Huh?? What am I missing here? Call readNextNumber() till it hits null; while reading push data to a vector (talking C++). Sort the vector, divide size by 2 and you have the median. Sorting takes the longest time - O(nLNn)

You are not getting data at once. Its a stream of data. Consider someone sending the data intermittently over the network. So as soon as you get the some data, you need to find the median.

You will repeatedly sorting the data and finding the median. But since you already have sorted results from the previous iteration, when you add a new number to the list you, you should not be sorting the whole list again. That's where the heaps come.

The self-balancing BST (height balanced BST) will not work because the numbers of nodes in the left subtree can be more than night. We need to use the min and max heap combination. All the numbers less than median will be in max heap and the ones greater than median in the min heap. So when you add a new number, if it is less than median you add to max heap. Take out the top element from max heap, make it the median and move the previous median to the min heap. Visa versa if the number being added is less than median.

Time complexity wise it will be Log(n) as insertion and deletion for a binary heap is Log(n) which is way better than n Log(n)

@don - A self-balancing BST will absolutely work if you augment each node in the tree with a "size" attribute which holds the number of nodes in the subtree. Inserting new elements only affects the "size" attributes of nodes "local" to the insertion path. Thus updating the "size" attribute does not change the asymptotic time complexity of the insert operation (this holds also for delete). Each insertion is O(log n). Finding ANY order statistic at any time is O(log n).

You have a couple of choices. One is O(n) but will only tell you the median of an accumulated set of numbers. The other uses a minheap and maxheap - this will be O(1) to find the median once you are asked for it but requires O(log n) each time a new number is added to the set.

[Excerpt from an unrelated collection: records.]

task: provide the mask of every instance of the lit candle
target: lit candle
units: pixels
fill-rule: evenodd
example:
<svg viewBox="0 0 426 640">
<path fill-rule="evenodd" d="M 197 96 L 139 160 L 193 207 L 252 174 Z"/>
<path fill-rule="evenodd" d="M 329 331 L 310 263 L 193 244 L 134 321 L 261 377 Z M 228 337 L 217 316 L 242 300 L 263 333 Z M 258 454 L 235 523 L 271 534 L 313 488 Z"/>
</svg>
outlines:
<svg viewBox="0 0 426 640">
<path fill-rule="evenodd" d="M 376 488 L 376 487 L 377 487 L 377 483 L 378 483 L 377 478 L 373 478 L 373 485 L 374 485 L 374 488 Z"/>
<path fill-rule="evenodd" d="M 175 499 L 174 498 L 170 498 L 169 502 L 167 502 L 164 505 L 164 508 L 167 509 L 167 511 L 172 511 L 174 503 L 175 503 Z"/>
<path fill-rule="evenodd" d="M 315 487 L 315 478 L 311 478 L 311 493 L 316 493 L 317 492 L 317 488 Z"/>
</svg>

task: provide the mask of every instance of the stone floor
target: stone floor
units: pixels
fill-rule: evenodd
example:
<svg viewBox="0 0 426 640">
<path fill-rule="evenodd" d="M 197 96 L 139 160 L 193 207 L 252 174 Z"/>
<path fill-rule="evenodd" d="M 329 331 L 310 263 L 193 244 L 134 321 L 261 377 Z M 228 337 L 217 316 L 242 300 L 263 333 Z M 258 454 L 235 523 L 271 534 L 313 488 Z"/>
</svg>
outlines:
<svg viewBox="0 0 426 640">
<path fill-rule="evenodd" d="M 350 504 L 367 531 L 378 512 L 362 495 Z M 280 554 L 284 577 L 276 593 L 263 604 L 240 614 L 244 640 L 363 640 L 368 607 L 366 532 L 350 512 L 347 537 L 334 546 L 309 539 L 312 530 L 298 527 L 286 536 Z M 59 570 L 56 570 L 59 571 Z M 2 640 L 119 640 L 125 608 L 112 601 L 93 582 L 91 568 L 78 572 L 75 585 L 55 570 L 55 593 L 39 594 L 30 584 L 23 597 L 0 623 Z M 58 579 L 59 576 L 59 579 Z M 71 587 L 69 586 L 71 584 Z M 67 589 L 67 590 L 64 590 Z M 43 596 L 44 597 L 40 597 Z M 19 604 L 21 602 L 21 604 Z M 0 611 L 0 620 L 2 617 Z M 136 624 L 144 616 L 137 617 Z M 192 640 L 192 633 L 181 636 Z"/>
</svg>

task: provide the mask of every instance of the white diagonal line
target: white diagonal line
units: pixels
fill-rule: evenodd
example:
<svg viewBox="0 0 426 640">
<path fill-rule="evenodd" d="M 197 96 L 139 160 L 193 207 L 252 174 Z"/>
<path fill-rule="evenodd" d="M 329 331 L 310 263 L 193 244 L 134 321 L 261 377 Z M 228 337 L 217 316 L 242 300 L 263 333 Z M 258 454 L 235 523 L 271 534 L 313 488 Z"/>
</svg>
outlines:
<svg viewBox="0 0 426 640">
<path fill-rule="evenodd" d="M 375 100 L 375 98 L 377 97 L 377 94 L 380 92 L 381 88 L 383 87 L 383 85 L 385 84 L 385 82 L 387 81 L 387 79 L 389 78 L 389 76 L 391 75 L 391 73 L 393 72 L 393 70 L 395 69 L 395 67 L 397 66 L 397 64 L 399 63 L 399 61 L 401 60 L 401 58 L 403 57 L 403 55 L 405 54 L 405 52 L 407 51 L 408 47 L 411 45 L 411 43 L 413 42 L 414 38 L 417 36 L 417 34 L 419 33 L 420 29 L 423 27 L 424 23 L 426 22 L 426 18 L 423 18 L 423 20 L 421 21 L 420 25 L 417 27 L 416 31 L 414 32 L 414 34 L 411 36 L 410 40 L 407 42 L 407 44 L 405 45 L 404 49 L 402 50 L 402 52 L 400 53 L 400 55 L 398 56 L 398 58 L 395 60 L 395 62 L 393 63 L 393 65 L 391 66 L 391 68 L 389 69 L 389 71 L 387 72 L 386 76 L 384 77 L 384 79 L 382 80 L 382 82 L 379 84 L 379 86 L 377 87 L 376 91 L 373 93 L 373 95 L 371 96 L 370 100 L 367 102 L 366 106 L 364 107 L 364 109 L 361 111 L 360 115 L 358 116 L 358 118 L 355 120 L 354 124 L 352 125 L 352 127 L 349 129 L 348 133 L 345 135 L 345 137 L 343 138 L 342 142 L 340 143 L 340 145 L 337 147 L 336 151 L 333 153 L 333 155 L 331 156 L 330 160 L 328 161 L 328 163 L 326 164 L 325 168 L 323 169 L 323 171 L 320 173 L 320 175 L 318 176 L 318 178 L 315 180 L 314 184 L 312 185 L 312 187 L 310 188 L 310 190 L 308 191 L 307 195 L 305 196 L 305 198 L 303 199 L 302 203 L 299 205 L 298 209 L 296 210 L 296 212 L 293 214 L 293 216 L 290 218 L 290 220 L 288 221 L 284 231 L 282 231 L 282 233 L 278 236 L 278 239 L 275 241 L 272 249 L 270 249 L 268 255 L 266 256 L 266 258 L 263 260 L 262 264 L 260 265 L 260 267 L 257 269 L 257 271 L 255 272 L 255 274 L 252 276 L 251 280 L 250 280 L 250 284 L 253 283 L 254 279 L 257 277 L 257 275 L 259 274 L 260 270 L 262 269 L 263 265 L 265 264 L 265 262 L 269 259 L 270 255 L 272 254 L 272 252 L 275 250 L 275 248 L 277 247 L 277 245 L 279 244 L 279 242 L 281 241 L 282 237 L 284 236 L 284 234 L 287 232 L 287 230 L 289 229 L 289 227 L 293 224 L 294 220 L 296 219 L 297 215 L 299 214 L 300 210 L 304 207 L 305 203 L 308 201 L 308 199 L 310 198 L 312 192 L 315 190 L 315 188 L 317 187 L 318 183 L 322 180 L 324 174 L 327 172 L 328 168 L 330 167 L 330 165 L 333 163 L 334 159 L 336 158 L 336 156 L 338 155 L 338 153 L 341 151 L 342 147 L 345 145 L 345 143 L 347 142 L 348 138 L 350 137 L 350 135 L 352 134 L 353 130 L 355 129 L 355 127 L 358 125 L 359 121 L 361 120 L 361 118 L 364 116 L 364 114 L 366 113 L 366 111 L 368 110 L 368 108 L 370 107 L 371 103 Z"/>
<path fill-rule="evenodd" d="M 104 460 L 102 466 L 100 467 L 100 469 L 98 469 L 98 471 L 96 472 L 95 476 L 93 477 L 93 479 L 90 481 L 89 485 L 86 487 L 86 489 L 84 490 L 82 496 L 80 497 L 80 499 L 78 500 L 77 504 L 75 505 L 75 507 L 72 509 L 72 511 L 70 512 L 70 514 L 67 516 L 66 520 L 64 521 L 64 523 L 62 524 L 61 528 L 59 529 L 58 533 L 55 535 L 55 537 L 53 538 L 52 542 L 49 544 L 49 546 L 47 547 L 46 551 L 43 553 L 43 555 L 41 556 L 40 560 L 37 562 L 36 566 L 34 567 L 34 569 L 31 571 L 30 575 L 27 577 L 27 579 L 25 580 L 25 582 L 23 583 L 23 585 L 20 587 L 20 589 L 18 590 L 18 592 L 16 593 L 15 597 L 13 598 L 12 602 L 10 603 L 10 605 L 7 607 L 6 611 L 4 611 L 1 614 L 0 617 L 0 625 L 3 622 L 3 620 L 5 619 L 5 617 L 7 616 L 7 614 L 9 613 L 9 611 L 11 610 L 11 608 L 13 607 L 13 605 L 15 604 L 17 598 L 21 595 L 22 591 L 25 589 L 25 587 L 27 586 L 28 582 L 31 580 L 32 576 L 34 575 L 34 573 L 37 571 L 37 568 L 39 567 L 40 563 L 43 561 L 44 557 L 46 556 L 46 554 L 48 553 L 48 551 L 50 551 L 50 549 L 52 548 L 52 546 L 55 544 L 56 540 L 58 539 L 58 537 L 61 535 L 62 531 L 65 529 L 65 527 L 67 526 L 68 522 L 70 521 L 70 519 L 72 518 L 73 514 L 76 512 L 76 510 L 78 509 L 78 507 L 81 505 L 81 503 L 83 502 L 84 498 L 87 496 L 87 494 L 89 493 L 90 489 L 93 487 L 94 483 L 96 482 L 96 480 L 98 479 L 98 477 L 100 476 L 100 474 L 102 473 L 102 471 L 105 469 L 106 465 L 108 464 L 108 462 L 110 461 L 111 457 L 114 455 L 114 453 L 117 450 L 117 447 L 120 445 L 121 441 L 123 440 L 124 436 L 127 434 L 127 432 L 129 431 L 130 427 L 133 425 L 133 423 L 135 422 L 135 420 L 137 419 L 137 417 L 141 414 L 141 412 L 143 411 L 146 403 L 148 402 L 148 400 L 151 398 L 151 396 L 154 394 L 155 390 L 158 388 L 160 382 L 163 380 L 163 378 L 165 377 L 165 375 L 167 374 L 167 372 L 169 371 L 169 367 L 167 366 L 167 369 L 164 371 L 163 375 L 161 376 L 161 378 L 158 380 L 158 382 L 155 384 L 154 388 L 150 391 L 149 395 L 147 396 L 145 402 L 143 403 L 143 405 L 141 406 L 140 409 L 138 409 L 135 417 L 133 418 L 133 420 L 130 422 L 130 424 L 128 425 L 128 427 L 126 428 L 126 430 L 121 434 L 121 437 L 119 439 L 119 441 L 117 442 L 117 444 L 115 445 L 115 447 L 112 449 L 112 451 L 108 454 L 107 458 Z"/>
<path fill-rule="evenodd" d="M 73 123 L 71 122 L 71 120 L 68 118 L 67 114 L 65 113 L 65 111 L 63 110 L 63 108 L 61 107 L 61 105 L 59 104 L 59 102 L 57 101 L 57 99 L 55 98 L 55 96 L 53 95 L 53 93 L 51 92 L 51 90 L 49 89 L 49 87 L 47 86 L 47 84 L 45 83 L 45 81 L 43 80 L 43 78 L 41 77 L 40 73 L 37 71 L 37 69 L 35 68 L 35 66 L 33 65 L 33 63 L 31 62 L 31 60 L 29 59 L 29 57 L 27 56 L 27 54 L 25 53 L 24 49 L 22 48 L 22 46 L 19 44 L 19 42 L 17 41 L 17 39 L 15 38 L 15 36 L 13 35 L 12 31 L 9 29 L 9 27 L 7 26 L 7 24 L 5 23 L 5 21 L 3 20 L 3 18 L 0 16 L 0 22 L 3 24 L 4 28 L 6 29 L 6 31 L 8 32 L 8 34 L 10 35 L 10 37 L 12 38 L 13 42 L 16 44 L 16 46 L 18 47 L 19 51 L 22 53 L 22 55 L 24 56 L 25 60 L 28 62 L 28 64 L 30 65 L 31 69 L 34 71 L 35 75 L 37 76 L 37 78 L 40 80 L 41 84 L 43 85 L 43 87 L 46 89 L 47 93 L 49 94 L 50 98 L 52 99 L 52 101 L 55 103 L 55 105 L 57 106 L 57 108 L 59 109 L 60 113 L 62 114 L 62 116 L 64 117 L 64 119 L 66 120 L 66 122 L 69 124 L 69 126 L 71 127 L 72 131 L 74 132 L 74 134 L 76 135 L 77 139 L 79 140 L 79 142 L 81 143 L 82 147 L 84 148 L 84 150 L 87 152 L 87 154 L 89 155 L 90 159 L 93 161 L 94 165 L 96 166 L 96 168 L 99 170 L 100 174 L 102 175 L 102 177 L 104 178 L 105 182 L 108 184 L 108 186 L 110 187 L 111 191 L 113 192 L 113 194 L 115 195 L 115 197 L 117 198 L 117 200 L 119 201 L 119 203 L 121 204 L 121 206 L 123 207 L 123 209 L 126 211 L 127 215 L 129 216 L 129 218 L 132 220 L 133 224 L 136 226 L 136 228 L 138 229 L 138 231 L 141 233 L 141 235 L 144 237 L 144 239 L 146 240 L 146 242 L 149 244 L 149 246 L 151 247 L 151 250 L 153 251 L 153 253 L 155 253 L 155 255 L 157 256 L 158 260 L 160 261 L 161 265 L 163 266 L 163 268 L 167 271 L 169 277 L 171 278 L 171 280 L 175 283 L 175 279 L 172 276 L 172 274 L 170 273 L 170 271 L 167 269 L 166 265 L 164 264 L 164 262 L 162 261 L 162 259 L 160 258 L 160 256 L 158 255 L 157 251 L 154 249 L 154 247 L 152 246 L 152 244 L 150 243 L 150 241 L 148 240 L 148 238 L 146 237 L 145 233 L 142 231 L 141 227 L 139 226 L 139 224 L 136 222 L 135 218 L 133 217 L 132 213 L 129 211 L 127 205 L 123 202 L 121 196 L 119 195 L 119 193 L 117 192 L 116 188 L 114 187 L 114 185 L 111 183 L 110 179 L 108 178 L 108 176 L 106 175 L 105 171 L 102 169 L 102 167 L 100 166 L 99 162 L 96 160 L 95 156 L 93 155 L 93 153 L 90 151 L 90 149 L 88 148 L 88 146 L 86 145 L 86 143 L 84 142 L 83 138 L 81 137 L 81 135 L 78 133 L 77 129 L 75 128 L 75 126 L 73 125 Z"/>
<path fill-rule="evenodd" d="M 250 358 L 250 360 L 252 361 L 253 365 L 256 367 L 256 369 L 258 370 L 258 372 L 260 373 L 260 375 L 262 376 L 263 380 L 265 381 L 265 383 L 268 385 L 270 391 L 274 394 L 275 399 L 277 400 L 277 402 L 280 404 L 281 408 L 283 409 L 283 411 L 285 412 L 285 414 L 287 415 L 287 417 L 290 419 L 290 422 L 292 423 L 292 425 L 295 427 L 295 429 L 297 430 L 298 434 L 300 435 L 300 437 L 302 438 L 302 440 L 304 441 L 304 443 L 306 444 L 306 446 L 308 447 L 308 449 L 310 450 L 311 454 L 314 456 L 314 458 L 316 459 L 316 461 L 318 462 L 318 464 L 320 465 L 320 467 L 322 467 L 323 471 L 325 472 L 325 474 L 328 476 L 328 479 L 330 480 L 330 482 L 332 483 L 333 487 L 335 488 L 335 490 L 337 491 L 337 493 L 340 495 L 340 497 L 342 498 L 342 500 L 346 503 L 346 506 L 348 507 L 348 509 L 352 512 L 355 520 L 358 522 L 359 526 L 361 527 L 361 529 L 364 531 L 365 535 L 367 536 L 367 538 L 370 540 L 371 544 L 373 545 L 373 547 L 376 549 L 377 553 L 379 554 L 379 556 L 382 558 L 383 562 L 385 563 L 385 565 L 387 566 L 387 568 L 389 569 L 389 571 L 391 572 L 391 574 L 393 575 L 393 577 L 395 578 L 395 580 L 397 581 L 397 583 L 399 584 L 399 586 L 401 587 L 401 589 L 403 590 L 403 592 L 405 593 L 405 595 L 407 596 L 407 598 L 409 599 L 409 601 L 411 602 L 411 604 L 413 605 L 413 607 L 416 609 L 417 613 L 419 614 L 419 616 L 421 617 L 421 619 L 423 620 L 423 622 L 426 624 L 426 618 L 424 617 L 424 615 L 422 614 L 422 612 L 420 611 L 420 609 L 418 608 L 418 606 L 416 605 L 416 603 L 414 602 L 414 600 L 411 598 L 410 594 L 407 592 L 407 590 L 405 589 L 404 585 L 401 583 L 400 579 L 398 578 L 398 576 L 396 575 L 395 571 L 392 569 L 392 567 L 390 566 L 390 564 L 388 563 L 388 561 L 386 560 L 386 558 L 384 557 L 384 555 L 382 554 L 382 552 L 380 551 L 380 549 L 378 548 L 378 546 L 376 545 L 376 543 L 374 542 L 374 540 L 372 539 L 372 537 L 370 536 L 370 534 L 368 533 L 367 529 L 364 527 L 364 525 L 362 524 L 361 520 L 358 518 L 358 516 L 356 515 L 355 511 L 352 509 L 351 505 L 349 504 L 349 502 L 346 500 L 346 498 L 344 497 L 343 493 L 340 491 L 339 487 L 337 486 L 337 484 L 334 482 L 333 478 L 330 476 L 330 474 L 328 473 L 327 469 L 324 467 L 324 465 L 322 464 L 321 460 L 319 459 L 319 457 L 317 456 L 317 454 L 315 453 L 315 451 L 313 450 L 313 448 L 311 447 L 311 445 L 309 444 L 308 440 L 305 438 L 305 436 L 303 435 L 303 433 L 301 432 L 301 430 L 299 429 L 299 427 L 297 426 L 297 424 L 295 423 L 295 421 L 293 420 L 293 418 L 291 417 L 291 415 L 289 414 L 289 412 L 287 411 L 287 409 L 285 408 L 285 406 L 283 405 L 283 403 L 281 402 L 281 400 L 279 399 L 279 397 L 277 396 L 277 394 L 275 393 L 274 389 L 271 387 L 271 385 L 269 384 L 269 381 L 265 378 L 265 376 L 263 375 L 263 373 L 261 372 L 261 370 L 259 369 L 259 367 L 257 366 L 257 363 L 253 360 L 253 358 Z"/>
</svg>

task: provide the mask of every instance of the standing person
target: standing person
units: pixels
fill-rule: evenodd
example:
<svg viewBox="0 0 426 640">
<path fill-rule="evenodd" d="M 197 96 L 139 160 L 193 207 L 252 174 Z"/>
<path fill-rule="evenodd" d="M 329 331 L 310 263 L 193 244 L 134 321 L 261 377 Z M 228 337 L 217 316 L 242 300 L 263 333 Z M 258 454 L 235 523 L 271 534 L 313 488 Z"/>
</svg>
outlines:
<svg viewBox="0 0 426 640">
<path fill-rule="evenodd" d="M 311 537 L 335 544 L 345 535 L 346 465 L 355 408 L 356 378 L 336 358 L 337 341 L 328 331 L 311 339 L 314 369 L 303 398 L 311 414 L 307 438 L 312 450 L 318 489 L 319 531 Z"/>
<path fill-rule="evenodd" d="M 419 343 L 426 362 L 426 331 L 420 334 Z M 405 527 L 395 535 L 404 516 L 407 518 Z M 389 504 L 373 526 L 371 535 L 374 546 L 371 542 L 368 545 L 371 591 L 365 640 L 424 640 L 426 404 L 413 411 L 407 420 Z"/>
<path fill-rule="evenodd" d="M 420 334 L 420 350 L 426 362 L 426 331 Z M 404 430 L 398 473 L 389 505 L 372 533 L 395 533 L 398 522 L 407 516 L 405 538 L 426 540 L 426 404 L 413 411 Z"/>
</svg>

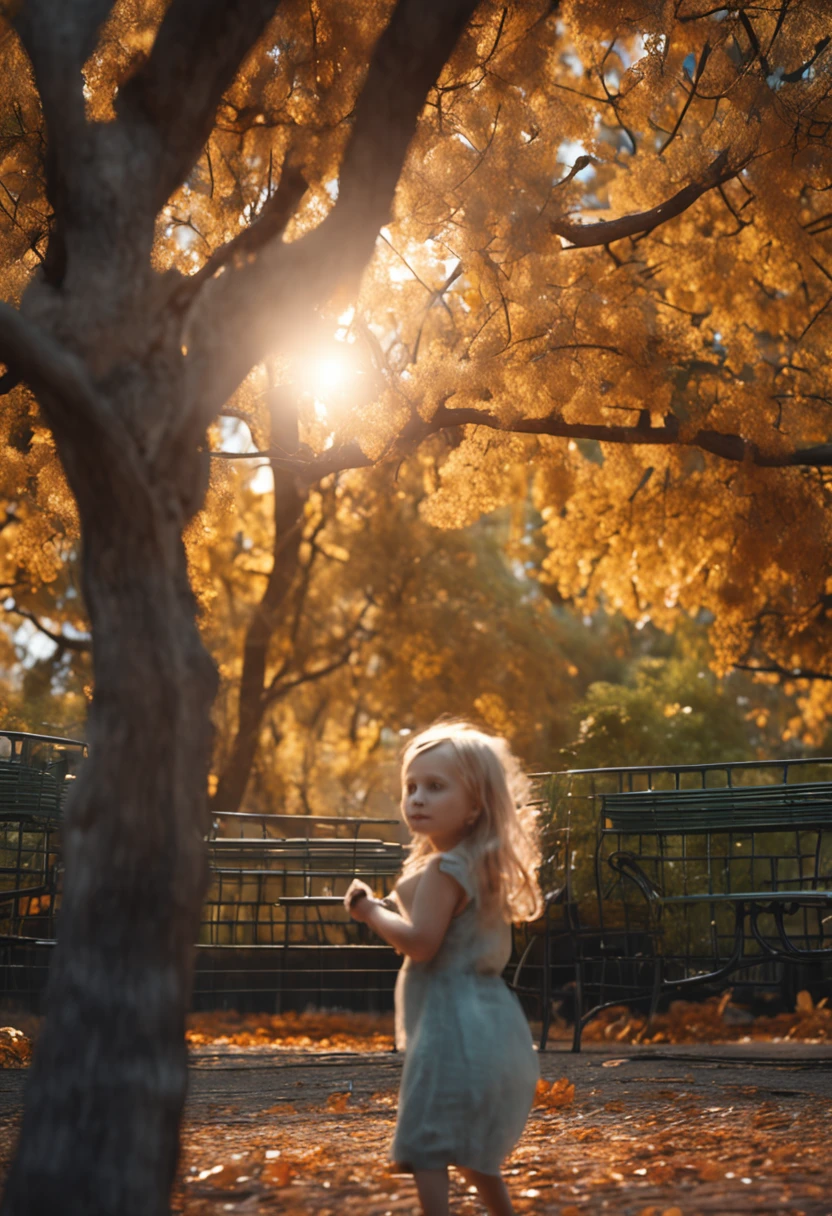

For the first approach you use the partition subroutine from quicksort to recursively partition the set - ideally roughly in two halves per recursion. To achieve an even split, select a pivot value using a linear time median finding function, such as "median of medians" (if you only need O(n) "expected" runtime then you can use a randomised pivot selection which is simpler to implement in an interview). At each level of recursion you have, in O(1) time, the order statistic of the pivot value. You compare this to the desired order statistic and either return the pivot value as a match, or enter the next level of recursion into the partition containing your desired element. This method can be used to find ANY order statistic, and as a byproduct also yields the set of values above and below that statistic - eg the 10 largest numbers in the set. The algorithm is O(n) because you have at most O(log n) recursions and at each level you have to scan half as many elements as the previous level.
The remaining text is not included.